The authors studied, retrospectively, 10,740 surgeries each with exactly two CPTs and 46,322 surgical cases with only one CPT from a large teaching hospital to determine if the distribution of dual-procedure surgery times fit more closely a lognormal or a normal model. The authors tested model goodness of fit to their data using Shapiro-Wilk tests, studied factors affecting the variability of time estimates, and examined the impact of coding permutations (ordered combinations) on modeling.
The Shapiro-Wilk tests indicated that the lognormal model is statistically superior to the normal model for modeling dual-procedure surgeries. Permutations of component codes did not appear to differ significantly with respect to total procedure time and surgical time. To improve individual models for infrequent dual-procedure surgeries, permutations may be reduced and estimates may be based on the longest component procedure and type of anesthesia.
The authors recommend use of the lognormal model for estimating surgical times for surgeries with two component procedures. Their results help legitimize the use of log transforms to normalize surgical procedure times prior to hypothesis testing using linear statistical models. Multiple-procedure surgeries may be modeled using the longest (statistically most important) component procedure and type of anesthesia.
SURGICAL scheduling is complicated by variability inherent in the duration of surgical procedures. Modeling that variability, in turn, provides a mechanism to generate time estimates that are important operationally to improve operating room utilization and decrease surgical costs. 1Time estimates are important for building simulation models of surgical environments 2and for decision analysis based on such simulations.
We studied individual and aggregate models in this article for surgeries that have two Current Procedural Terminology (CPT) codes associated with them. Individual models fit a mathematical distribution to surgeries segmented by dual procedure code, surgeon, or type of anesthesia. Modeling in this manner permitted each dual procedure to have its own unique probability distribution and is most useful if there is reason to believe that different dual procedures should have different models.

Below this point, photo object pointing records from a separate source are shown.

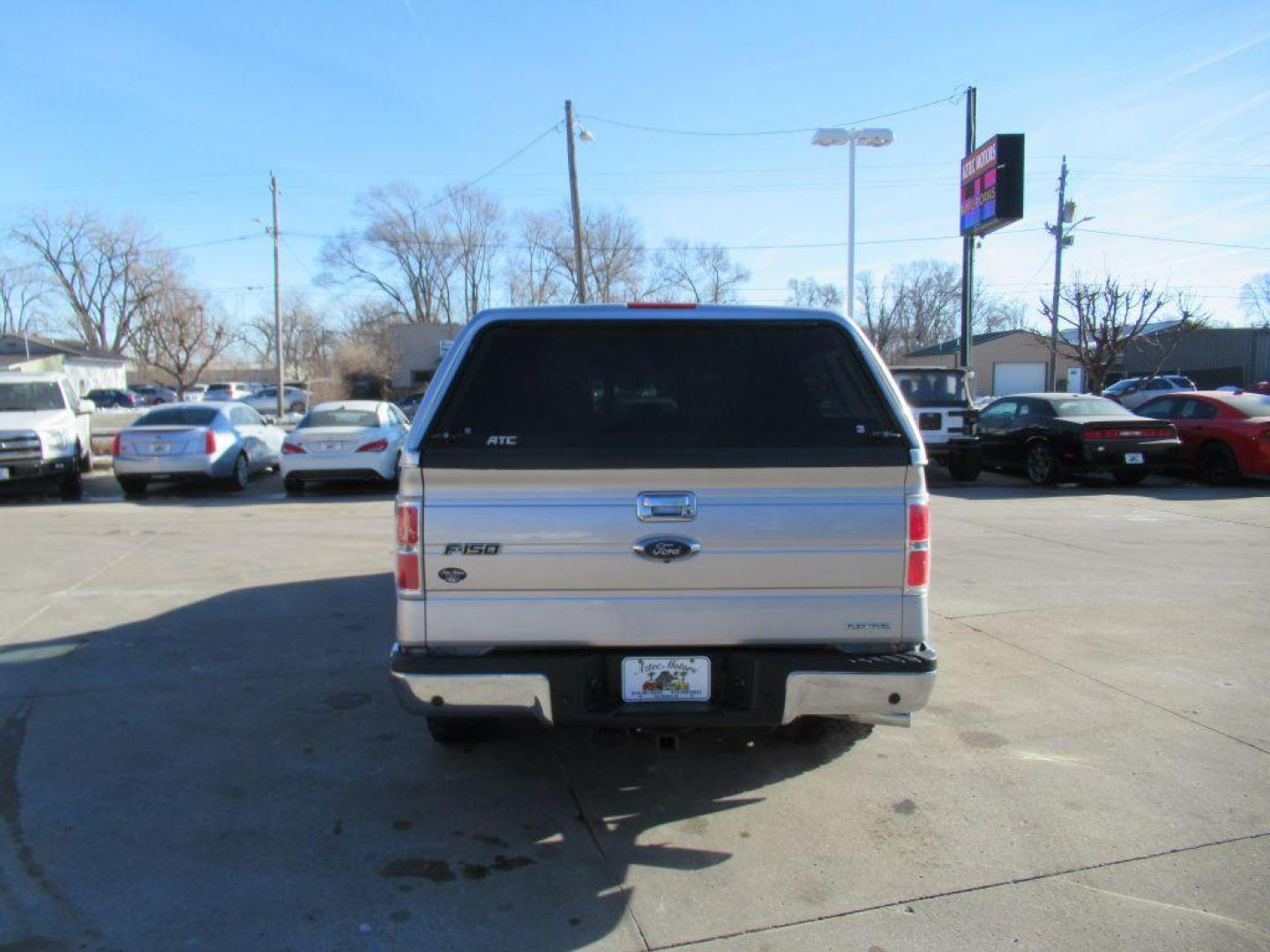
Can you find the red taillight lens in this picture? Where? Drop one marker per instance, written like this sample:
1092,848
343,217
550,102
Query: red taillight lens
1148,433
918,522
918,568
407,524
407,571
407,555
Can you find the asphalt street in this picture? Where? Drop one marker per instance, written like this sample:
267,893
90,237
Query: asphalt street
199,749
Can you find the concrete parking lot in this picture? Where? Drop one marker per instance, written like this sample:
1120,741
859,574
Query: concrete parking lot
199,749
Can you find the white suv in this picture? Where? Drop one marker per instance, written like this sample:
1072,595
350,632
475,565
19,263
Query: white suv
1136,391
661,517
45,432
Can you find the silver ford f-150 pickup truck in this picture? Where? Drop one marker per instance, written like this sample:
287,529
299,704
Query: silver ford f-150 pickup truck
661,517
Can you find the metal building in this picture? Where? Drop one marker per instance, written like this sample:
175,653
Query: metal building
1212,357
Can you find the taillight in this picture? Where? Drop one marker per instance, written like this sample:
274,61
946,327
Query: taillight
917,574
409,551
407,524
1148,433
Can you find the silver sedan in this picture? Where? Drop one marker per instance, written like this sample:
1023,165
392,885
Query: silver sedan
190,442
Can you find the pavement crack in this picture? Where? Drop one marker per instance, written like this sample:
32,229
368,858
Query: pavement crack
1189,911
1025,534
600,848
1104,683
86,579
963,891
13,736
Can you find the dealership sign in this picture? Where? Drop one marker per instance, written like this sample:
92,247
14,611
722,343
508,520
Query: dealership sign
992,184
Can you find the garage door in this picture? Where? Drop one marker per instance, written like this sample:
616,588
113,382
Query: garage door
1018,378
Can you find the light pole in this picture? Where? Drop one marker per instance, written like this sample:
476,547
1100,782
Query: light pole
571,129
852,138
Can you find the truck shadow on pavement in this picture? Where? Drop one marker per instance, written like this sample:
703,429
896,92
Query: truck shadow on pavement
235,773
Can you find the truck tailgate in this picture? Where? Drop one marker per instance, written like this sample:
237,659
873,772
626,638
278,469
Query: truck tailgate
546,557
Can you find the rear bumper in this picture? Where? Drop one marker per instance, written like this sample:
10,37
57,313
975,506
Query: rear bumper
1109,456
750,687
943,450
176,466
36,469
340,466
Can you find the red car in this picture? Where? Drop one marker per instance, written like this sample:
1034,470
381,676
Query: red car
1226,435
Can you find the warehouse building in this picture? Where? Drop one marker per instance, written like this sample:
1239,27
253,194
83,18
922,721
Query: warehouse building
1005,361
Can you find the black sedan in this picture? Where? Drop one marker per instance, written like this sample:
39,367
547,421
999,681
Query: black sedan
1052,435
113,398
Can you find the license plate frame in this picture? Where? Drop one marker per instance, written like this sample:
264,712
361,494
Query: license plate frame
666,678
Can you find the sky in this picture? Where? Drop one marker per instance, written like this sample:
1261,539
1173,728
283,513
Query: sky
176,115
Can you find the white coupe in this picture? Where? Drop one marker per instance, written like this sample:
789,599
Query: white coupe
349,439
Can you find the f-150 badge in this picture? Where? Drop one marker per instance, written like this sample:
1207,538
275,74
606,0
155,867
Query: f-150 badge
474,547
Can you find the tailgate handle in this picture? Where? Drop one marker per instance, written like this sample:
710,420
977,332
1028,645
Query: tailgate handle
666,507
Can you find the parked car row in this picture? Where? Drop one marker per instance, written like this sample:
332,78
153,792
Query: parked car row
228,442
1154,424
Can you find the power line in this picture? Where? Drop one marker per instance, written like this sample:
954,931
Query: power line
510,159
1179,242
811,245
661,130
213,242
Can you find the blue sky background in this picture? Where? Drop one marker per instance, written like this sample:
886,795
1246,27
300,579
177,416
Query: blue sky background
176,113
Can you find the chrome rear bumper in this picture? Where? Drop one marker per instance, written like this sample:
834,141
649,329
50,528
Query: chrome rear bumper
464,695
882,689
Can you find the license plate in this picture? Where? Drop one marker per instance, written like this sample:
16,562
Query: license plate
666,680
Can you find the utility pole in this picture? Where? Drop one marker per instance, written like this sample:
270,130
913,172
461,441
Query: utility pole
967,355
277,292
576,207
1057,231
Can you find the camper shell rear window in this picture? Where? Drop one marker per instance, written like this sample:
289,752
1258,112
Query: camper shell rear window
620,394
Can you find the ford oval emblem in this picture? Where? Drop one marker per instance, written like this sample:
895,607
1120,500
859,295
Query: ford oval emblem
666,548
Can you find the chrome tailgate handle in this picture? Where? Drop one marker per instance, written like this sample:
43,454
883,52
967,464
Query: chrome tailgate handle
666,507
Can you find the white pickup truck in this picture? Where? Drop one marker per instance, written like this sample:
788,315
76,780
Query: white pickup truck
661,517
43,432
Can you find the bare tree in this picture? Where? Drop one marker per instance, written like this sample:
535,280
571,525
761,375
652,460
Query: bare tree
1255,300
104,273
305,339
474,228
810,292
614,256
1108,319
401,254
23,297
701,273
882,315
179,333
534,271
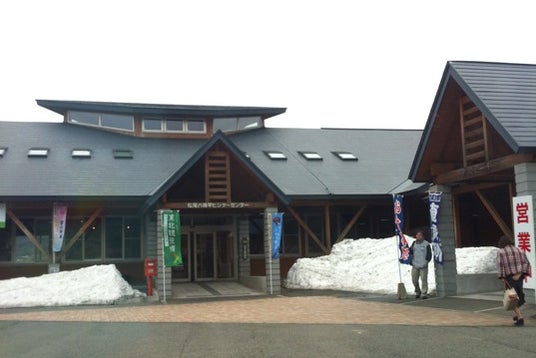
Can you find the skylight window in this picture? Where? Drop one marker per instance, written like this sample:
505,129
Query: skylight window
275,155
81,153
123,154
311,155
345,156
38,152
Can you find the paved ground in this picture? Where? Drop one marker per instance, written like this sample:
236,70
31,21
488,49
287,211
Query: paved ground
292,306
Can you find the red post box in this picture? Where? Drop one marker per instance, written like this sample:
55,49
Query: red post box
150,272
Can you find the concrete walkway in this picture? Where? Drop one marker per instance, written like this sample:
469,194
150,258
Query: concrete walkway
293,306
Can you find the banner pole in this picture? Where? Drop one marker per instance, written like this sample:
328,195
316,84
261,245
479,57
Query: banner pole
270,252
164,273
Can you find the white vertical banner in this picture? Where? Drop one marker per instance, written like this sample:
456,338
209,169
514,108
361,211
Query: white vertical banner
523,217
58,225
2,215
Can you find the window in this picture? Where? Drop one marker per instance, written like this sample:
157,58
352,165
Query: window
113,121
195,126
173,125
275,155
38,152
152,125
256,235
291,236
123,154
316,224
106,238
89,245
81,153
114,238
311,155
25,251
235,124
345,156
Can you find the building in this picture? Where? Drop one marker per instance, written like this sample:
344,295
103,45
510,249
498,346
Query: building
477,149
115,165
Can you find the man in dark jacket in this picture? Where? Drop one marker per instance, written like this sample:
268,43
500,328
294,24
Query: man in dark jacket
421,254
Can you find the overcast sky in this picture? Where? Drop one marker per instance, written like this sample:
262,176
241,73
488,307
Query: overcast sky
345,64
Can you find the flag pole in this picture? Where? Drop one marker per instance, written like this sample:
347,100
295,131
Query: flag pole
270,252
164,232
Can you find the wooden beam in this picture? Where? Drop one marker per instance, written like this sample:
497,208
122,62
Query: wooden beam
327,226
474,187
28,233
481,169
456,220
351,223
82,229
308,230
494,214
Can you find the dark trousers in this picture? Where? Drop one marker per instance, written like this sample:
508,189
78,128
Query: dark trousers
518,286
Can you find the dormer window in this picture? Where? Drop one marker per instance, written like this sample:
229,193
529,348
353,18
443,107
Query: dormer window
123,154
81,153
345,156
173,125
311,155
38,152
105,120
236,123
275,155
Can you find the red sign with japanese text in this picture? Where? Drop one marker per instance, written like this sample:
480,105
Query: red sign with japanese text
523,218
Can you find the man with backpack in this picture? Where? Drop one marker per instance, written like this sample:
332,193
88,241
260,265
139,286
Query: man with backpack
421,254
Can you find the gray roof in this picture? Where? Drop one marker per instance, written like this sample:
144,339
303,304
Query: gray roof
504,92
160,109
384,157
383,165
60,175
506,95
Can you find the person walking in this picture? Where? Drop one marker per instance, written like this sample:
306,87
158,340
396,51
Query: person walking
512,267
421,254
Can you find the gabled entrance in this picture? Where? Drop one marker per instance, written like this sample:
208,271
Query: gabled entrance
208,255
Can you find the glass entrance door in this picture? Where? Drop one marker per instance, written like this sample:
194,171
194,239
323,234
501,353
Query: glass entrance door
207,255
214,255
204,257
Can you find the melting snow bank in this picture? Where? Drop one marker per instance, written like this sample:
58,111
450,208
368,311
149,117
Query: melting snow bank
371,265
94,285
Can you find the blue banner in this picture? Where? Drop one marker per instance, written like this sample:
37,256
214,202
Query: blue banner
277,225
437,248
403,247
59,220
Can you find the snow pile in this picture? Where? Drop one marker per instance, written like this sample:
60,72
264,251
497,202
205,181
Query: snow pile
99,284
371,265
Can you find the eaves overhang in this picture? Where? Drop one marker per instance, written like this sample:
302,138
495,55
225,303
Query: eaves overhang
218,137
449,73
145,109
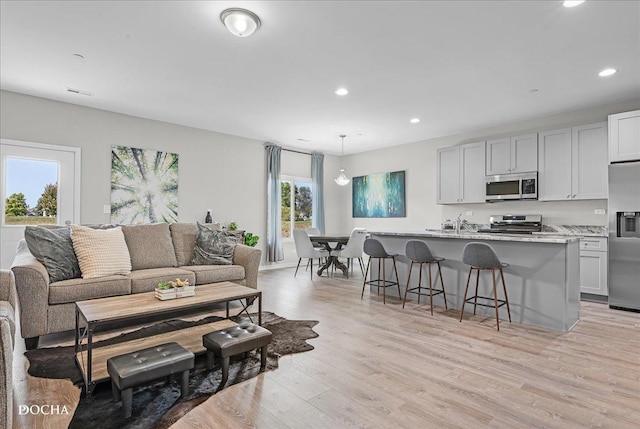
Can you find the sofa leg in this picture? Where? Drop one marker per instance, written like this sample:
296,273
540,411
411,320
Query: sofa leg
31,343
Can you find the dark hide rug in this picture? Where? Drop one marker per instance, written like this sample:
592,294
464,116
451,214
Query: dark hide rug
158,405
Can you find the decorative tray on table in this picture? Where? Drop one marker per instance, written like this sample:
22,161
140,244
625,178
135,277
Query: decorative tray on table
174,289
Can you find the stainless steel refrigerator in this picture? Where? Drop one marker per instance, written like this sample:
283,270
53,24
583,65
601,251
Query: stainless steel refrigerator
624,236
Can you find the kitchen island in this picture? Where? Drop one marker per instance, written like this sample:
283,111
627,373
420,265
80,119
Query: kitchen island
543,277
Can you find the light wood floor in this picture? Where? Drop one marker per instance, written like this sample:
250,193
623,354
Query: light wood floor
377,366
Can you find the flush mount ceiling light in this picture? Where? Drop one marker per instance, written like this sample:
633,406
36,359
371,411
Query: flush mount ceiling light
342,179
240,22
607,72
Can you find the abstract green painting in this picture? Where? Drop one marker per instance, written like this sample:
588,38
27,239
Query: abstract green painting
379,195
144,186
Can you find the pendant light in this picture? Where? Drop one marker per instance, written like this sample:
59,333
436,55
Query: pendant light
342,179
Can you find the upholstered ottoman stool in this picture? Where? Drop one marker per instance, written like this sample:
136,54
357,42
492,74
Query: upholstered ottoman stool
232,341
136,368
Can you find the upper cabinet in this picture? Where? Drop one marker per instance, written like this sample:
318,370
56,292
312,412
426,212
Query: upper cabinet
512,155
460,174
573,163
624,136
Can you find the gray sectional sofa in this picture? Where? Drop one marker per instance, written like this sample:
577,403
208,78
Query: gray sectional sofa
158,252
7,338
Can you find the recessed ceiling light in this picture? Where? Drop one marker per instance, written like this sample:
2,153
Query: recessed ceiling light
607,72
79,91
240,22
572,3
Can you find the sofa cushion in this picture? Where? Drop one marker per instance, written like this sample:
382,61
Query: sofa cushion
53,248
7,314
147,280
73,290
216,273
144,255
184,236
100,252
213,247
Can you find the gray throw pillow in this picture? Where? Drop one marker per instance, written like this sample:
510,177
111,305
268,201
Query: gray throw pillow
54,249
213,247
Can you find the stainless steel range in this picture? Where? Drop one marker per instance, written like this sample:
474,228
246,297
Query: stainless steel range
514,224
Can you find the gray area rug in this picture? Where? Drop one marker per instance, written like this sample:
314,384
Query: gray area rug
158,405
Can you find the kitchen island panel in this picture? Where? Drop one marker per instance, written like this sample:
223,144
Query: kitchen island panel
543,279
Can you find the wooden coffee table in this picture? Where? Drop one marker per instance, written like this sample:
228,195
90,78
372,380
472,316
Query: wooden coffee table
127,309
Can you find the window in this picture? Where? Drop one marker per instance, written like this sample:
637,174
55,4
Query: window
296,204
31,192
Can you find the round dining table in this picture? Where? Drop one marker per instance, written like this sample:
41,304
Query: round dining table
331,242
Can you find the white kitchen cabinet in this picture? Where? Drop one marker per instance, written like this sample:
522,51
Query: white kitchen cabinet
573,163
593,265
517,154
448,175
460,174
624,136
589,171
554,155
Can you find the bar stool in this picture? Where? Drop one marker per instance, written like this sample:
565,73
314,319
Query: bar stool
419,253
481,256
376,250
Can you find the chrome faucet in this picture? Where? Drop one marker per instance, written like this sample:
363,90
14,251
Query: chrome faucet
458,223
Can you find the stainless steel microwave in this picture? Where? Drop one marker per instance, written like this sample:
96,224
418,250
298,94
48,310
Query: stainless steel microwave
523,186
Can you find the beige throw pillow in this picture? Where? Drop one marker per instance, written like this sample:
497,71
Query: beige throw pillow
100,252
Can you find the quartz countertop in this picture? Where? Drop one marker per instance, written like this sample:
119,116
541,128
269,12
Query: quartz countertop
572,230
472,235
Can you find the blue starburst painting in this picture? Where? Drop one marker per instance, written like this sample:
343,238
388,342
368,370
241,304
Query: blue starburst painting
379,195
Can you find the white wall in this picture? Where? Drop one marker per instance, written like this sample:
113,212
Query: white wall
217,171
419,162
226,173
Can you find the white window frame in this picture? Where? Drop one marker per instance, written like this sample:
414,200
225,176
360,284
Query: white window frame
293,179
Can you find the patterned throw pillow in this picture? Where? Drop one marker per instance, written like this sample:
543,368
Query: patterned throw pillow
53,249
100,252
213,247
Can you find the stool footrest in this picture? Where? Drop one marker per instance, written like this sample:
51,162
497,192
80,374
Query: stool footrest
435,291
380,283
500,302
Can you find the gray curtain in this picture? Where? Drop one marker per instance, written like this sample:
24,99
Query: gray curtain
317,176
274,229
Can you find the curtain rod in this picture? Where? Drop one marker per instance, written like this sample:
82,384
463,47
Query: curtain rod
297,151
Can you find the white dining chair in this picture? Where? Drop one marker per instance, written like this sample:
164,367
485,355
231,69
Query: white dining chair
305,249
353,249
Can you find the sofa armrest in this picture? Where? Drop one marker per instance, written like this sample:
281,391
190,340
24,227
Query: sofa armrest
32,286
8,287
249,258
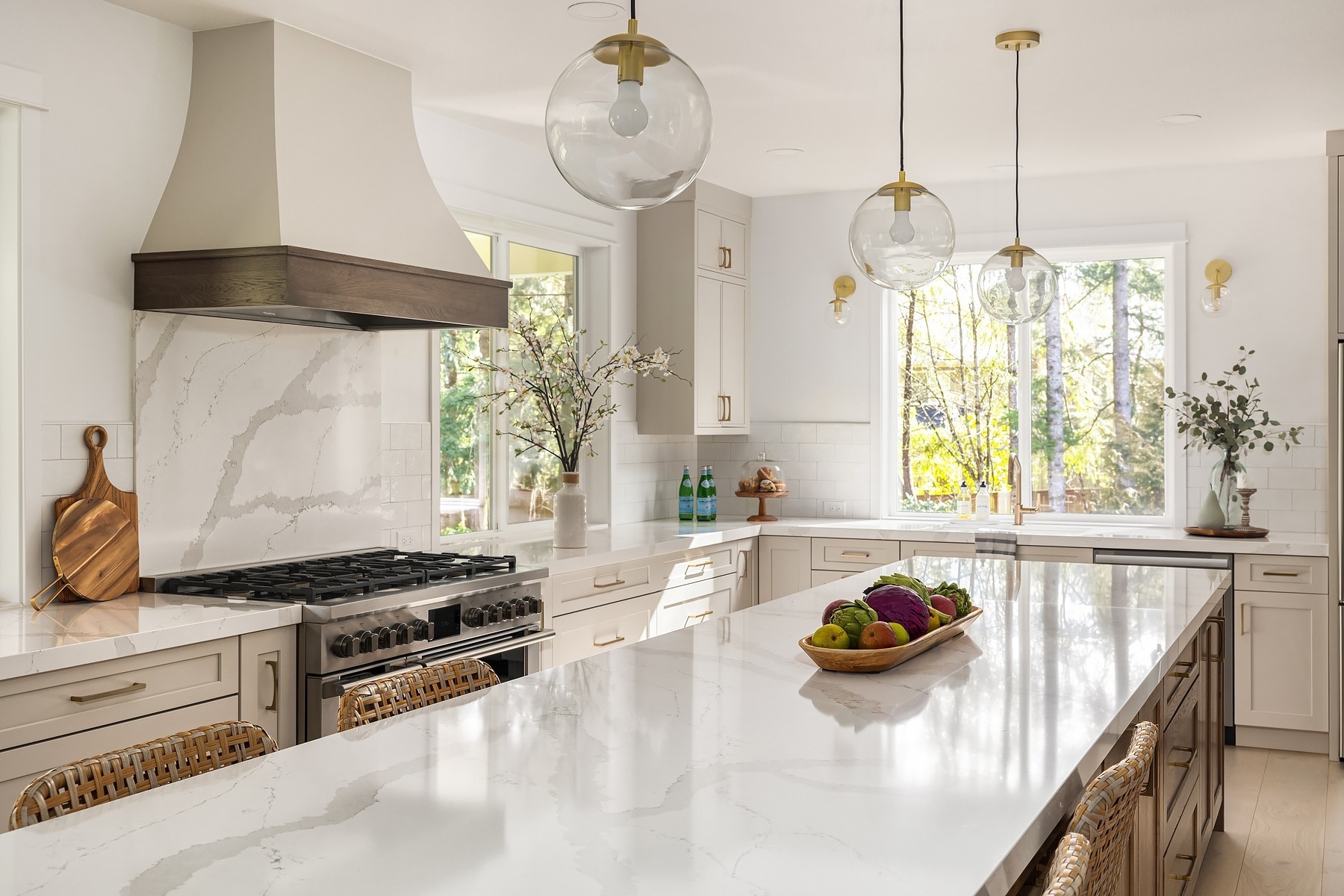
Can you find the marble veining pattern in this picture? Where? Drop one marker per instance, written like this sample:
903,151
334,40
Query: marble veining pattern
255,441
709,761
73,635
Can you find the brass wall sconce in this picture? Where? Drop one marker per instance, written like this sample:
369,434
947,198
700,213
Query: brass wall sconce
838,314
1214,300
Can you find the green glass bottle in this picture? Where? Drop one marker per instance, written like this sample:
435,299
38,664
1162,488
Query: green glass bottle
685,496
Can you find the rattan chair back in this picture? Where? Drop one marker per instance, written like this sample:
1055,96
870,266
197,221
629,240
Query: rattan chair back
411,689
1068,875
1105,815
100,780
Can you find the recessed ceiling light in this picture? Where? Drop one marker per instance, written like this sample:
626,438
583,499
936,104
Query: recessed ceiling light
596,10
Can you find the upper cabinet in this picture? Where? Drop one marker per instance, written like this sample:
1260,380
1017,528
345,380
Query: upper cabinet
694,299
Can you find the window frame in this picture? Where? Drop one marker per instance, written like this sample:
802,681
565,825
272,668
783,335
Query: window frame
502,235
1166,242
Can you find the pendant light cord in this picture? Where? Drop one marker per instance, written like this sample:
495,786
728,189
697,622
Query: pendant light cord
1016,147
900,28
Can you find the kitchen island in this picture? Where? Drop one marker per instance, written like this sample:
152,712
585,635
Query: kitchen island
712,761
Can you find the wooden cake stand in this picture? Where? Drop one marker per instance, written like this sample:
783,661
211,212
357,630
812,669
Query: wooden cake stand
761,516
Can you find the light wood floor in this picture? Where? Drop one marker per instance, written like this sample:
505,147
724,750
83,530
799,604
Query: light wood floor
1284,827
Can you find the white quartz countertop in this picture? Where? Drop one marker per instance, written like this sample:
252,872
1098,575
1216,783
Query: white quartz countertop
72,635
715,759
641,539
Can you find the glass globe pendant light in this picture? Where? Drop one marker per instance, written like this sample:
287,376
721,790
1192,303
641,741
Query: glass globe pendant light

When fitting individual models to subsets of the data, it is important to reduce coding permutations (whenever possible) to avoid unnecessary segmentation and thus excessively small samples with reduced estimation precision.
We also studied aggregate models that use the records from all dual-procedure surgeries to derive expected time estimates. Aggregate models make implicit assumptions that the variability in each of the data subsets is similar. Using aggregate models, all dual-procedure surgeries are modeled simultaneously to provide time estimates that best describe all the surgeries.
Modeling of surgeries involving only one CPT was investigated previously. 3,4Times for these surgeries were well modeled by the lognormal distribution. We wanted to test the hypothesis that the lognormal distribution is also the best model for estimating times for two procedures performed in the same surgical session.
Dual-procedure surgeries are difficult to model individually because they are performed infrequently. It is logical to assume that time estimates for multiple-procedure surgeries might be constructed using the component procedures. It is unlikely that these estimates would reflect only the simple arithmetic sum of the component estimates.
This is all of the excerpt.